Взрыв света окружил их. На лицах Софьи и приятеля появились маски, с грубыми чертами лица, причем, на головах возникли какие-то набалдашники – что-то типа маленьких, но очень ладных корон. Но самая изумительная перемена состояла в том, что одна маска была черного цвета, другая – белого.
А затем?!
Наши герои занялись делом. Они встали напротив друг друга по разным сторонам, расчерченной неотвратимой волей на квадраты, огромной площадки, по углам которой возвышались охранными башнями и трубили слоны, гарцевали напомаженные кавалеры, перешептывались солдаты с алебардами.
Самое главное. У превращенцев появилась пара: у нее – он, король, у него – она, королева.

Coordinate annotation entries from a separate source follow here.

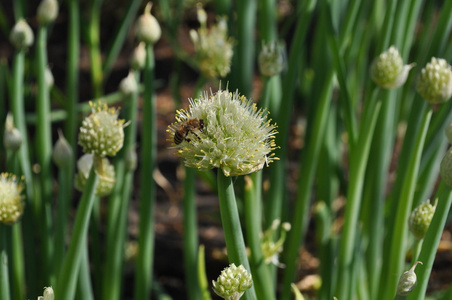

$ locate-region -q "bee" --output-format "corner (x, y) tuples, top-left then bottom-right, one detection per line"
(174, 118), (204, 145)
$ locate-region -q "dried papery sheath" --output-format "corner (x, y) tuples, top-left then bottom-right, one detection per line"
(167, 90), (277, 176)
(408, 200), (438, 240)
(0, 173), (25, 225)
(212, 264), (253, 300)
(190, 6), (233, 78)
(416, 57), (452, 103)
(74, 154), (115, 197)
(370, 46), (414, 89)
(78, 102), (125, 157)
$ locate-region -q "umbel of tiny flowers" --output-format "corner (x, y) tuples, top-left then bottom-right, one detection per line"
(212, 264), (253, 300)
(416, 57), (452, 104)
(3, 113), (22, 152)
(258, 41), (286, 77)
(439, 149), (452, 187)
(38, 286), (55, 300)
(370, 46), (414, 89)
(262, 219), (291, 267)
(135, 2), (162, 44)
(190, 5), (233, 78)
(167, 89), (277, 176)
(78, 101), (125, 157)
(0, 173), (25, 225)
(397, 261), (422, 296)
(408, 200), (438, 240)
(74, 154), (115, 197)
(9, 19), (34, 49)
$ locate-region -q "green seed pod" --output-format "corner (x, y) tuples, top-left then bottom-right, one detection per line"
(416, 57), (452, 103)
(0, 173), (25, 225)
(370, 46), (414, 89)
(3, 114), (22, 152)
(37, 0), (58, 25)
(74, 154), (115, 197)
(408, 200), (437, 240)
(78, 102), (124, 157)
(9, 19), (34, 49)
(439, 149), (452, 187)
(397, 261), (422, 297)
(135, 2), (162, 44)
(212, 264), (253, 300)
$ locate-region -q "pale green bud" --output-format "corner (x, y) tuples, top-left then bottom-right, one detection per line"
(417, 57), (452, 103)
(119, 71), (138, 96)
(258, 41), (286, 77)
(190, 6), (233, 78)
(130, 42), (146, 70)
(212, 264), (253, 300)
(74, 154), (115, 197)
(167, 90), (277, 176)
(38, 287), (55, 300)
(52, 130), (74, 168)
(0, 173), (25, 225)
(135, 2), (162, 44)
(370, 46), (414, 89)
(408, 200), (437, 240)
(78, 102), (125, 157)
(37, 0), (58, 25)
(3, 114), (22, 152)
(439, 149), (452, 187)
(397, 261), (422, 297)
(9, 19), (34, 49)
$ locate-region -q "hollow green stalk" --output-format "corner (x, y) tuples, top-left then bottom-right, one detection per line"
(383, 108), (432, 299)
(102, 71), (140, 300)
(276, 70), (334, 300)
(55, 164), (99, 299)
(0, 224), (11, 300)
(36, 22), (54, 284)
(408, 183), (452, 300)
(134, 45), (157, 300)
(217, 170), (257, 300)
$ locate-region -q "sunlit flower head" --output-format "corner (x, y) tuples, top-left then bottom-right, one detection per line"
(417, 57), (452, 103)
(212, 264), (253, 300)
(190, 6), (233, 78)
(0, 173), (25, 225)
(370, 46), (414, 89)
(167, 90), (277, 176)
(78, 102), (125, 157)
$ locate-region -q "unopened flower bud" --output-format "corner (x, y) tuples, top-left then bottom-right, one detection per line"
(212, 264), (253, 300)
(135, 2), (162, 44)
(38, 287), (55, 300)
(78, 102), (124, 157)
(74, 154), (115, 197)
(397, 261), (422, 296)
(417, 57), (452, 103)
(52, 131), (73, 168)
(370, 46), (414, 89)
(408, 200), (437, 240)
(37, 0), (58, 25)
(130, 42), (146, 70)
(439, 149), (452, 187)
(258, 41), (286, 77)
(3, 114), (22, 152)
(119, 71), (138, 96)
(0, 173), (25, 225)
(9, 19), (34, 49)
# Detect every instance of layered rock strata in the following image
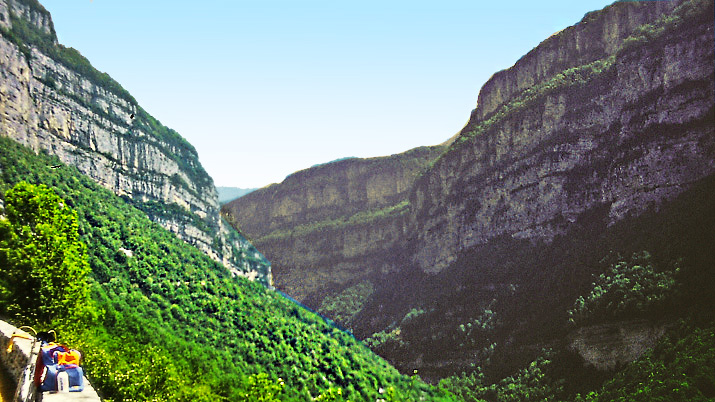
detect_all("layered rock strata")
[0,0,270,283]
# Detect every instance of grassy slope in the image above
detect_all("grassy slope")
[0,138,456,400]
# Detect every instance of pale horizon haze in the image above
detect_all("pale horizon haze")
[40,0,613,188]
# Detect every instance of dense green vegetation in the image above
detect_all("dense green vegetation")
[261,200,410,241]
[432,0,712,165]
[318,281,375,326]
[2,2,137,105]
[0,182,91,324]
[568,251,680,325]
[0,138,456,401]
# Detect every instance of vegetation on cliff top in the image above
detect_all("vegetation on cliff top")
[260,200,410,241]
[0,7,213,198]
[432,0,713,170]
[0,138,456,401]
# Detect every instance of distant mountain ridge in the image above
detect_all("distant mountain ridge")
[0,0,271,283]
[216,186,256,205]
[222,0,715,386]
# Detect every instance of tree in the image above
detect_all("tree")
[0,182,90,324]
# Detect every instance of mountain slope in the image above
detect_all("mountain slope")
[0,138,458,401]
[221,146,444,304]
[224,0,715,391]
[0,0,270,283]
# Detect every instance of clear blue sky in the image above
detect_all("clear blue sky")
[40,0,612,187]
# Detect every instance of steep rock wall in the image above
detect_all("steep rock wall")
[467,1,682,122]
[222,146,443,302]
[410,2,715,273]
[0,0,270,282]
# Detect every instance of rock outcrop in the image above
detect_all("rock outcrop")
[0,0,270,283]
[221,0,715,378]
[222,146,443,309]
[410,2,715,272]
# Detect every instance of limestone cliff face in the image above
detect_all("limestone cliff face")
[222,146,443,302]
[410,2,715,273]
[0,0,270,281]
[224,0,715,378]
[568,320,666,370]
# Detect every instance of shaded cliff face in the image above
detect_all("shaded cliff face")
[410,2,715,272]
[222,146,443,309]
[225,0,715,379]
[0,0,270,281]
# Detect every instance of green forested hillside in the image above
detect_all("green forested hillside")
[0,138,456,401]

Началась свистопляска. Вихрь новых чувств и переживаний захватил их и втянул в ужасную и красивую игру, цель которой была известна всем участникам: победителю возвращается человеческий облик. А побежденный превращается в вечного санитара ночи. Но и злодея у игры нет. В этой игре есть только – „нет“ и „да“, но никогда – „ничто“. Комбинации, комбинации и стремительная логика расчета. Кровь текла из ран, кони рвали соперников, слоны давили, а солдаты плевались и наотмашь ломали чьи-то руки и позвоночники. Мир, в котором нет прощения, истины, жалости, участия, понимания, страха – есть цель.